Mata Ares memejam. Tangannya mengepal di depan pintu. Sungguh! Cowok itu selalu tak mampu menahan diri ketika mendengar satu kata itu.

"Pergi?" desis Ares membeo satu kata itu dengan irama bertanya. "Kamu nyuruh aku pergi?" Ia mendengkus. "Nggak bakal. Dan perlu kamu tau, Lai ...." Ares mengeraskan rahangnya. "Ini nggak ada hubungannya sama sekali dengan gaji."

Kembali, hening.

"Ma-maksud kamu?"

Meneguk ludahnya, Ares menatap lurus pada pintu layaknya ia yang bisa menembus benda padat itu. Seperti ia yang bisa menatap lurus pada mata Elai walau jelas-jelas pandangannya terhalang.

"Kalau ... semua ini bukan karena gaji, melainkan karena kamu ... apa aku boleh tetap di sini?"

Ares menarik napasnya, mengembuskannya dengan amat perlahan. Seperti sedang berusaha untuk memperpanjang batas kesabaran yang ia miliki. Tapi, nyaris semuanya buyar lantaran satu pertanyaan yang ia lontarkan dengan mulutnya sendiri.
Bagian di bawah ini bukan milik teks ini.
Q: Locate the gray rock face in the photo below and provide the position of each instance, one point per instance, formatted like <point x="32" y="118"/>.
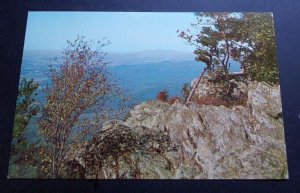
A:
<point x="160" y="141"/>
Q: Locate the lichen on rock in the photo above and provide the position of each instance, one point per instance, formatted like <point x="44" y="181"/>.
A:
<point x="163" y="141"/>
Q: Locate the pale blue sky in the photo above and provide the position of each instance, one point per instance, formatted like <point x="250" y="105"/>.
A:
<point x="128" y="31"/>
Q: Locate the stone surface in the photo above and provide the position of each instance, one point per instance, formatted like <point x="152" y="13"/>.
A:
<point x="163" y="141"/>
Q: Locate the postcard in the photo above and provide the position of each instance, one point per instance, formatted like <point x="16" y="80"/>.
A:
<point x="149" y="95"/>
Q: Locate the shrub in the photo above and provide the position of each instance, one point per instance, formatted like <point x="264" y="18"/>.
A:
<point x="173" y="99"/>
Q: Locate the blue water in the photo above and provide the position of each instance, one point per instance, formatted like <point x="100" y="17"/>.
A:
<point x="139" y="81"/>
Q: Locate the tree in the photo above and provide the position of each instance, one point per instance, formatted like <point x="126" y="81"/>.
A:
<point x="75" y="99"/>
<point x="21" y="157"/>
<point x="219" y="38"/>
<point x="217" y="42"/>
<point x="258" y="33"/>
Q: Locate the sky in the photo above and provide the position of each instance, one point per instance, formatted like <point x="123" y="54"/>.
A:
<point x="127" y="31"/>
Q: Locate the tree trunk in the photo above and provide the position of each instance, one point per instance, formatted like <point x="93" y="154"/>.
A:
<point x="195" y="86"/>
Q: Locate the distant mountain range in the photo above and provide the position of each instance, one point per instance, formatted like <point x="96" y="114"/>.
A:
<point x="125" y="58"/>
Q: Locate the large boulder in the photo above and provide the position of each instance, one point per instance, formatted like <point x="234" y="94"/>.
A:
<point x="159" y="141"/>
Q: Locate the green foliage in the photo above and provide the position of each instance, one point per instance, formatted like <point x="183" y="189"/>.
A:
<point x="261" y="62"/>
<point x="22" y="158"/>
<point x="246" y="37"/>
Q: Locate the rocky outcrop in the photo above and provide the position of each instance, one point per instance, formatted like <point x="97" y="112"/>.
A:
<point x="159" y="141"/>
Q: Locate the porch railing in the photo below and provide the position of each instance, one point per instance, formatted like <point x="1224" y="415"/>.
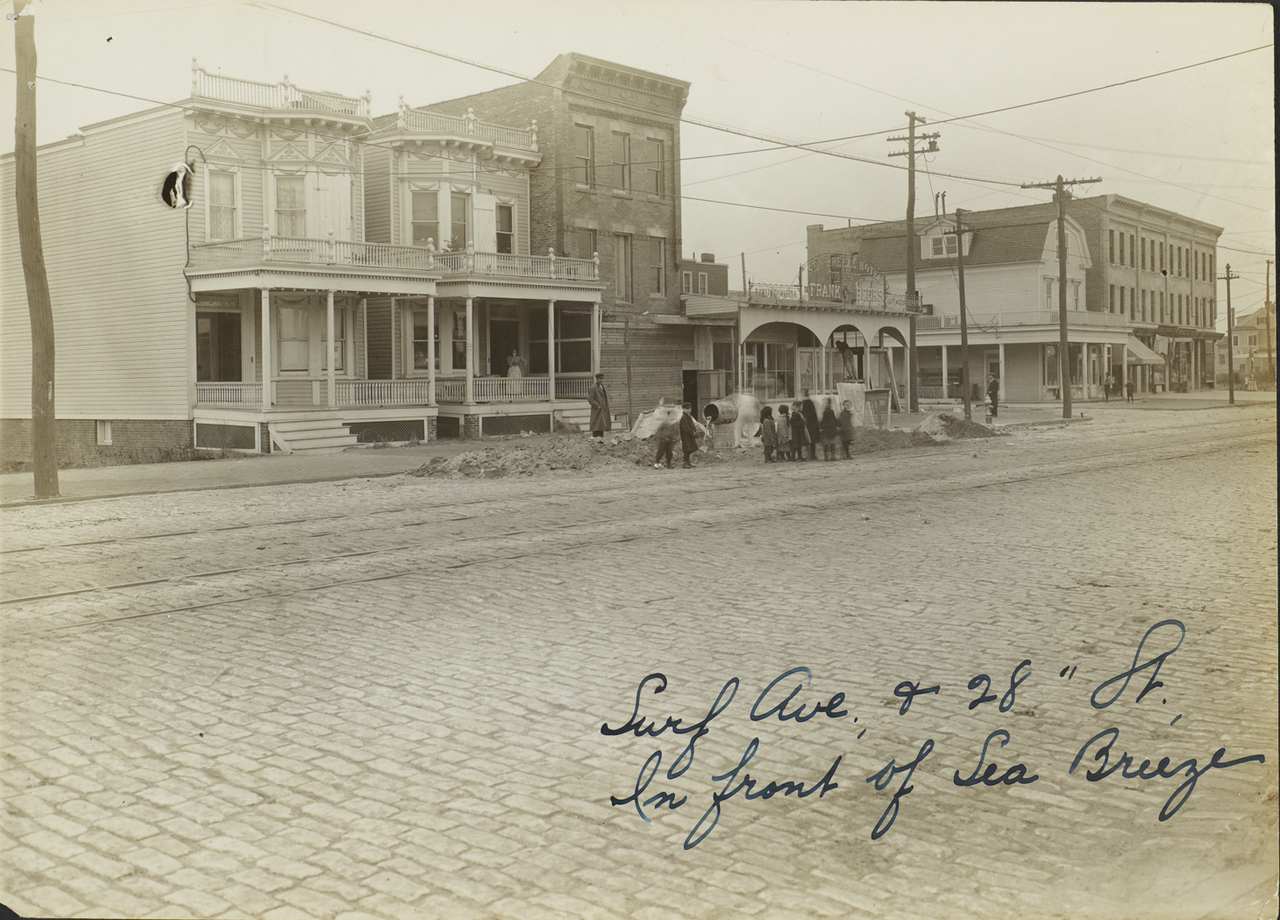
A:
<point x="1024" y="317"/>
<point x="282" y="95"/>
<point x="382" y="392"/>
<point x="228" y="394"/>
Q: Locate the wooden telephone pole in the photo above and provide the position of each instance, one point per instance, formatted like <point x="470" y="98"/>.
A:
<point x="914" y="379"/>
<point x="44" y="420"/>
<point x="1230" y="329"/>
<point x="1060" y="196"/>
<point x="964" y="324"/>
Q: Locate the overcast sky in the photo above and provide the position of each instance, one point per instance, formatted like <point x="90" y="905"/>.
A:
<point x="1200" y="141"/>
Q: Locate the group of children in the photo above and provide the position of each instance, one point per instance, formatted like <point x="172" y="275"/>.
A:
<point x="800" y="426"/>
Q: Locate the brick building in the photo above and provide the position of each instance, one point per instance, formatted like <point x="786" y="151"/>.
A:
<point x="703" y="275"/>
<point x="1141" y="296"/>
<point x="608" y="184"/>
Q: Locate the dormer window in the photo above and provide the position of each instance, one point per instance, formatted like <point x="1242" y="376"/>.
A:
<point x="944" y="246"/>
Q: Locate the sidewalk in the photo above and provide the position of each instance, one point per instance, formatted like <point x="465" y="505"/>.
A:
<point x="76" y="485"/>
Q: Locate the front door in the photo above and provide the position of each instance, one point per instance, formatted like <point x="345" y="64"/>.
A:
<point x="218" y="346"/>
<point x="503" y="339"/>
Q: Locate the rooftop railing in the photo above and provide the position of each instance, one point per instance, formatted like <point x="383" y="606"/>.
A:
<point x="419" y="122"/>
<point x="283" y="95"/>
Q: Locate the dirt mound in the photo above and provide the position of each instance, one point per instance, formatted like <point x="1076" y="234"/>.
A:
<point x="556" y="453"/>
<point x="959" y="428"/>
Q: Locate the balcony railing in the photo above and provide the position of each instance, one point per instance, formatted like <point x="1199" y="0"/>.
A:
<point x="237" y="253"/>
<point x="1024" y="317"/>
<point x="282" y="95"/>
<point x="470" y="262"/>
<point x="419" y="122"/>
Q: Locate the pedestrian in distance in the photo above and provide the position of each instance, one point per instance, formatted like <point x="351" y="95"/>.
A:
<point x="599" y="399"/>
<point x="809" y="410"/>
<point x="688" y="434"/>
<point x="828" y="428"/>
<point x="846" y="426"/>
<point x="784" y="428"/>
<point x="667" y="434"/>
<point x="799" y="434"/>
<point x="768" y="433"/>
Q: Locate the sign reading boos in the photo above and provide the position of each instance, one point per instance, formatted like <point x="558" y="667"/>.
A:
<point x="1097" y="758"/>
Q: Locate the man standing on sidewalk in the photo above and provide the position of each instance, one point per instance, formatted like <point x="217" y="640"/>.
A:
<point x="599" y="399"/>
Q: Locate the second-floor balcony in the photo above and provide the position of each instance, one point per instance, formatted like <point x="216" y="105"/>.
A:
<point x="1024" y="317"/>
<point x="269" y="250"/>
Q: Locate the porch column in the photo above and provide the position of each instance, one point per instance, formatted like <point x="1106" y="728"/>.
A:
<point x="469" y="397"/>
<point x="595" y="338"/>
<point x="333" y="352"/>
<point x="430" y="351"/>
<point x="1001" y="371"/>
<point x="551" y="349"/>
<point x="266" y="349"/>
"Kenapa sih kamu selalu saja ngomong sesuatu yang bertentangan dengan yang kamu rasakan? Kamu ... kamu senang kan karena aku tinggal di sini sama kamu?"

Lalu ... hening.

*

Hari di parkiran, ketika Elai terceplos mengatakan sesuatu yang tak seharusnya ....

"Kayaknya ... aku emang kebanyakan mikir deh."

"Mikir apa?"

"Kamu."

Untuk beberapa saat lamanya, tak ada yang bersuara di antara mereka. Elai membeku, sementara Ares dengan kedua tangannya yang bertahan pada masing-masing lututnya, sama persis seperti gadis itu. Bergeming dengan ekspresi yang tak mampu diungkapkan oleh kata-kata. Sontak, beberapa detik kemudian memberikan efek nyata bagi Elai. Membuat ia pelan-pelan menggigit bibir bawahnya. Malu.

"Argh ...."

Elai menggeram. Kedua tangannya mengepal dan buru-buru membalikkan badan. Berusaha beranjak dari sana.

"Udah. Lupain aja apa yang aku bilangin."

Secepat itu Elai mengatakan hal tersebut, secepat itu pula Ares bertindak. Menahan langkah kaki Elai dengan satu cekalan di siku tangannya. Pun turut berkata lirih di telinganya.

"Ya nggak mungkin dong aku bakal ngelupain apa yang kamu omong. Mana ngomongnya sejelas itu lagi."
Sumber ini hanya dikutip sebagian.